Элизабет улыбнулась Кристиану Хантеру, и их бокалы с вином звякнули, соприкоснувшись друг с другом.

— Благодарю вас, Кристиан. Это были безумные три месяца. Теперь я без труда засыпаю. В ту минуту, когда моя голова касается подушки, я выключаюсь, как свет.

Кристиан бросил взгляд на газету на кофейном столике.

— “Бостон глоб”?

— Да, — ответила она и взяла в руки газету. — В ней объявление о помолвке мистера Роуи Чалмерса и мисс Аманды Монтгомери. Это его второй брак и ее третий. Я все раздумывала, послать ли подарок или письмо с соболезнованиями мисс Монтгомери. Хотя, — продолжала она, глядя куда-то в сторону, — у нее, вероятно, достаточный опыт, чтобы распознать, когда ее обманывают.

Кристиан расслышал в ее тоне только насмешку и расслабился.

— Вы удачно отделались от него, — сказал он.
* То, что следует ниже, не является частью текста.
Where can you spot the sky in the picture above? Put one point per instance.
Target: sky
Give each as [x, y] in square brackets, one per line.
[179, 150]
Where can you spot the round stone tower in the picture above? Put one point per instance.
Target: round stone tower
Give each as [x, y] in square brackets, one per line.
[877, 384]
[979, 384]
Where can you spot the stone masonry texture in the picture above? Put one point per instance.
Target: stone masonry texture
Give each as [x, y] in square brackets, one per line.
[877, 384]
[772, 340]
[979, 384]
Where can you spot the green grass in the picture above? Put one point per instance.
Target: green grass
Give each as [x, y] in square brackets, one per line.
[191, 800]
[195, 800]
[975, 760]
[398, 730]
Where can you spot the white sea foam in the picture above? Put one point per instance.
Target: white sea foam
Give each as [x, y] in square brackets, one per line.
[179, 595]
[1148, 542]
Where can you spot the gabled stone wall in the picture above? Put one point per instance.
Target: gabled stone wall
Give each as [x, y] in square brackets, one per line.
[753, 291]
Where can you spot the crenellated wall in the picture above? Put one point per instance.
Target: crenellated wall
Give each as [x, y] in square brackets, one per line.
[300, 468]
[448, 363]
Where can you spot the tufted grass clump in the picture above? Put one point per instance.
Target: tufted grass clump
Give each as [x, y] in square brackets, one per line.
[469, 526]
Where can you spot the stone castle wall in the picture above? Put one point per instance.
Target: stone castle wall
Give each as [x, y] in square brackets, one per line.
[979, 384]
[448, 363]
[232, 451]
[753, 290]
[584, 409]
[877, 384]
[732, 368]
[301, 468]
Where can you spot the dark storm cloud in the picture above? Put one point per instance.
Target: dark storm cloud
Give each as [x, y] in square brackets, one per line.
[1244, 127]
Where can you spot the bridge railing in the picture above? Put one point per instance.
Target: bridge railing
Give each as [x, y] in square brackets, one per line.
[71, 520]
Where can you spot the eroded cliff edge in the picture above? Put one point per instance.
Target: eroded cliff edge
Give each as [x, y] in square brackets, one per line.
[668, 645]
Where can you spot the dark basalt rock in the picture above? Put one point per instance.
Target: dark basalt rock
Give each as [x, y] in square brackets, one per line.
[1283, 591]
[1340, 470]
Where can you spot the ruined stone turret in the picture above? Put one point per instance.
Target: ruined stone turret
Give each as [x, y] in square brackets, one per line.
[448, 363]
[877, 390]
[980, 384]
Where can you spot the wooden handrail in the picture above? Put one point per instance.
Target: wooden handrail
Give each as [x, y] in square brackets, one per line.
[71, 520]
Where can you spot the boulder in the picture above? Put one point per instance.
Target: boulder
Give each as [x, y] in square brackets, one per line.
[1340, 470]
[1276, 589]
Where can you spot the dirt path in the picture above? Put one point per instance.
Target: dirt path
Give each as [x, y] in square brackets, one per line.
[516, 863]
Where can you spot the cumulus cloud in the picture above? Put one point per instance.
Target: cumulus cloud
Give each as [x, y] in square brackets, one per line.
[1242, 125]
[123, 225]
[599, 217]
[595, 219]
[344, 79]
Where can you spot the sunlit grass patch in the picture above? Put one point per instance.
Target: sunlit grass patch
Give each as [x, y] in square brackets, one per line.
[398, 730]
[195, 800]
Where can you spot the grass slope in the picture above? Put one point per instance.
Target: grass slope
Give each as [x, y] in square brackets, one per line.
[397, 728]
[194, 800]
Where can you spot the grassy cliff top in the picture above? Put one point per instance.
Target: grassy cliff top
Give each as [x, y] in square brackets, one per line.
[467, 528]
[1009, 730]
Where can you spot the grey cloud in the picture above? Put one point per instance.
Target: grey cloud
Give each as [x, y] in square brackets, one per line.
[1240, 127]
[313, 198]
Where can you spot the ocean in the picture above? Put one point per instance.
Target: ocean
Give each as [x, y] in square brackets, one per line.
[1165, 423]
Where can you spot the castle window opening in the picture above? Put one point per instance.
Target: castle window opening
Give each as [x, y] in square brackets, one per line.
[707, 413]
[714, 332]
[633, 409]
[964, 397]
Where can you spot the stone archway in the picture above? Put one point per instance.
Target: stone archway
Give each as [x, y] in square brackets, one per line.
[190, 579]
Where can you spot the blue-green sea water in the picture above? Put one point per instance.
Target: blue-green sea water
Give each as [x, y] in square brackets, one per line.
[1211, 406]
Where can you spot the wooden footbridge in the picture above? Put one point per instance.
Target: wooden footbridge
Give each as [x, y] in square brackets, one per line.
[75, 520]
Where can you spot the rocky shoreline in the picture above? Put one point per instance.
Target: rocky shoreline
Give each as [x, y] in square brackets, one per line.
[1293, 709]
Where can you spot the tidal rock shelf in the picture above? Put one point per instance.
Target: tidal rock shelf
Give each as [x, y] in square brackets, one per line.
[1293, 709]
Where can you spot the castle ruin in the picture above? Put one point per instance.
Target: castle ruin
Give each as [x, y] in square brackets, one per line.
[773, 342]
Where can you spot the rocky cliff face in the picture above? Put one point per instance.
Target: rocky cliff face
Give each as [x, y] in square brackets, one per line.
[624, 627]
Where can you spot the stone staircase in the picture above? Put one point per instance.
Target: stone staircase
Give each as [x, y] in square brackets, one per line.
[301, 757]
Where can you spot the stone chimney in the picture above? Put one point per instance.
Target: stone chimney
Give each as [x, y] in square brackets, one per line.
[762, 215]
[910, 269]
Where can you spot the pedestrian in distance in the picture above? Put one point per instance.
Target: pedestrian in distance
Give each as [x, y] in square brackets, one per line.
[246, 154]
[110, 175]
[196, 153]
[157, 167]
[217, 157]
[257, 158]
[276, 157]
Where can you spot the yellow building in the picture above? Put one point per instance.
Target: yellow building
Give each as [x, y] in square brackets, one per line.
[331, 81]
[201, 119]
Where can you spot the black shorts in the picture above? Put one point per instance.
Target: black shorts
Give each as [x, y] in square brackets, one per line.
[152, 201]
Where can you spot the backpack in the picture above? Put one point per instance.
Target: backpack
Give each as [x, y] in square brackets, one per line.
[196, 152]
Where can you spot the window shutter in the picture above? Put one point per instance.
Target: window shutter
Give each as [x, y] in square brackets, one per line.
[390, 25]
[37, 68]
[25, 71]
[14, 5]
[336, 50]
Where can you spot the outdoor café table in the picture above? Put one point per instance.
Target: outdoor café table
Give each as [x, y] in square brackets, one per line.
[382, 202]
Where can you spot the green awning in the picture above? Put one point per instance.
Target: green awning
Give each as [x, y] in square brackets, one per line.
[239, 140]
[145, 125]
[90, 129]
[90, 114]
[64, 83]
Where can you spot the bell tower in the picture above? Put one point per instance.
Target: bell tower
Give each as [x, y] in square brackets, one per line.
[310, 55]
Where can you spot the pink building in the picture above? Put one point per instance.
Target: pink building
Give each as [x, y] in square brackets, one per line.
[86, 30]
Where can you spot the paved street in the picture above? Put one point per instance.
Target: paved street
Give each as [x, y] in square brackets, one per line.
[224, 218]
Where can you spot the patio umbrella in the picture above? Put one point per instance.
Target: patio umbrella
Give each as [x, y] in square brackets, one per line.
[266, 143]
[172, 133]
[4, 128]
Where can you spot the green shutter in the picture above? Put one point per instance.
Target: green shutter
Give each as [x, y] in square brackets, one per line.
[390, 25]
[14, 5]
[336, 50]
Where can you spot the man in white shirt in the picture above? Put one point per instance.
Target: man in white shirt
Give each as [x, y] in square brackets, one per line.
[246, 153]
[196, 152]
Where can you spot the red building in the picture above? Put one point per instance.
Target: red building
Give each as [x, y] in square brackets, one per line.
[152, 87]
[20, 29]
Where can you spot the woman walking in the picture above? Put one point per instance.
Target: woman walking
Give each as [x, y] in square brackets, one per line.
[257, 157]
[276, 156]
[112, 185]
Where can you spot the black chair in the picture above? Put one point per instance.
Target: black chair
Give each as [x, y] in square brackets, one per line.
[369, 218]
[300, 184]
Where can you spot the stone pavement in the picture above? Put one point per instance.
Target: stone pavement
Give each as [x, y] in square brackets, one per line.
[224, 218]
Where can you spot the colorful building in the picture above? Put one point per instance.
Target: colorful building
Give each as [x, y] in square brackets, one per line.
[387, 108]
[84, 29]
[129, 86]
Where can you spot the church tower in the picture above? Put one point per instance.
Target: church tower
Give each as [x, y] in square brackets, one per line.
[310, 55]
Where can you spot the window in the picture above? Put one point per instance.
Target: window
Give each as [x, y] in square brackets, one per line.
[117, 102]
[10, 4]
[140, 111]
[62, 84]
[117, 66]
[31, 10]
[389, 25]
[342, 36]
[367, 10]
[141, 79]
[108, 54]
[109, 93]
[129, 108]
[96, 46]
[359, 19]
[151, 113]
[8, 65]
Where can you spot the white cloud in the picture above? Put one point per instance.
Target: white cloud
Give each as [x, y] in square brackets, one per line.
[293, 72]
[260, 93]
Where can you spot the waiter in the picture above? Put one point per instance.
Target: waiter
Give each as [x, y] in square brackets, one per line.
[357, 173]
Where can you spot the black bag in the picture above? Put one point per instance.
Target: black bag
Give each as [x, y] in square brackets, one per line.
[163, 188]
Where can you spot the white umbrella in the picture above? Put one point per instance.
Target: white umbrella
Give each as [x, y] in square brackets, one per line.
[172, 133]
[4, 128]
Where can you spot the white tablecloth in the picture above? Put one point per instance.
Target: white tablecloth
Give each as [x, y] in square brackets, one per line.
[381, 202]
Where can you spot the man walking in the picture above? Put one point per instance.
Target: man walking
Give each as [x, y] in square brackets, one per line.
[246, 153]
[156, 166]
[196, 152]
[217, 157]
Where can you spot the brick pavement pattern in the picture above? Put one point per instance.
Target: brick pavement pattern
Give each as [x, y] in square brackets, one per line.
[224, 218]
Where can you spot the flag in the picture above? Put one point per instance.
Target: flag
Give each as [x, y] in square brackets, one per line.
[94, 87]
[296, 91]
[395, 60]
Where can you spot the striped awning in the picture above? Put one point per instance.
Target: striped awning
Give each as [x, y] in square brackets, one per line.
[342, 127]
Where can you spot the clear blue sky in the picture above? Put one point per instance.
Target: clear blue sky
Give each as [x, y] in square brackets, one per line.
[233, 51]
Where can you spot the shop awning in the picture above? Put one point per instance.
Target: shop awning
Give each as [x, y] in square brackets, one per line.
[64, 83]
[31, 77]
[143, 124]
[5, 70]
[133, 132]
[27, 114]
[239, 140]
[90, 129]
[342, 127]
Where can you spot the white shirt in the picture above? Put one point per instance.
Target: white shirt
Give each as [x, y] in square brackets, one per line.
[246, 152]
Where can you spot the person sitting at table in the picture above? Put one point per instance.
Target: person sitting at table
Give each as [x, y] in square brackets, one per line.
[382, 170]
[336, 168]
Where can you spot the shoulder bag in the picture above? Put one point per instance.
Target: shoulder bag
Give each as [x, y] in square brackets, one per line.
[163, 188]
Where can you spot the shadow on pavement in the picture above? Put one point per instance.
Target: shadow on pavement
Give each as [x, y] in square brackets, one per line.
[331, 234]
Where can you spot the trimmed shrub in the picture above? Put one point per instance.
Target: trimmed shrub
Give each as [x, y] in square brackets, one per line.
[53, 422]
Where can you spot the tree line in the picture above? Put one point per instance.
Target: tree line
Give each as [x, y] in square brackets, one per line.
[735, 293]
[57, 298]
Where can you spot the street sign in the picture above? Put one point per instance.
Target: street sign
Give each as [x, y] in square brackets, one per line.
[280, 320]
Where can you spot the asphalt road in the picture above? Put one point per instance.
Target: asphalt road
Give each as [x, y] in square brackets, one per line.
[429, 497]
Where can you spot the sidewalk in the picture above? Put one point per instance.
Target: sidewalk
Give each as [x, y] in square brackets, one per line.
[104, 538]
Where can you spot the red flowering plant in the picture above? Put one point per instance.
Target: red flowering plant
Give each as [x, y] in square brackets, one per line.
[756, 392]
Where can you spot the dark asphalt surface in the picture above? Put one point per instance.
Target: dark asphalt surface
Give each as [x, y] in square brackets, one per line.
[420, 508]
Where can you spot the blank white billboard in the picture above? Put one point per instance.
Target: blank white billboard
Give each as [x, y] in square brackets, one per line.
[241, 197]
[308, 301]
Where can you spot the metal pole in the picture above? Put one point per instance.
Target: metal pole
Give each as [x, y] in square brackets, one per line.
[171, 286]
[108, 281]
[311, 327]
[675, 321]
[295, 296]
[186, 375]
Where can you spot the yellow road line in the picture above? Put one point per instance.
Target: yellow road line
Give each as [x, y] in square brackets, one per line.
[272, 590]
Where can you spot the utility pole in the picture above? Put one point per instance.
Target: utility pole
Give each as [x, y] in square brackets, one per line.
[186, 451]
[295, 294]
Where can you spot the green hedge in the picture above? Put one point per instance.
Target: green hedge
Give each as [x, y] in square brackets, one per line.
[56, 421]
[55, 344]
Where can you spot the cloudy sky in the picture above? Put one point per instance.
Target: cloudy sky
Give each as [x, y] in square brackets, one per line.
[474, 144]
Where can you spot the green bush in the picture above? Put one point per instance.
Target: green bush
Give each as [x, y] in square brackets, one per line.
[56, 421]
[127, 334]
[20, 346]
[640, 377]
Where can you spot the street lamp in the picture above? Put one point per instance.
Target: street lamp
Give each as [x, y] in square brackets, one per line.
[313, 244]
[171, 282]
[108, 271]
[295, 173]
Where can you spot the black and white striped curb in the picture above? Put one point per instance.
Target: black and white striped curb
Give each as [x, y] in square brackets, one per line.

Она сбросила с ног туфли и положила ноги на стол, прислонившись головой к подушке софы.

— Вам что-то известно, Кристиан?

— Пока еще нет, но я терпелив. Она рассмеялась:

— Теперь наконец-то я чувствую себя достойным членом человеческого общества. Я все еще боюсь, что сделаю или скажу что-нибудь не то, что-нибудь очень глупое, но с каждым днем мой страх ослабевает.

— Только не утратьте свою человечность по дороге, Элизабет.

— Вы имеете в виду, что я могу перестать верить людям?

Тон ее был небрежным, но его чуткое ухо уловило в голосе холодную решимость.

— Вы должны не забывать, что есть люди, которым можно и следует доверять. Например, мне, Элизабет.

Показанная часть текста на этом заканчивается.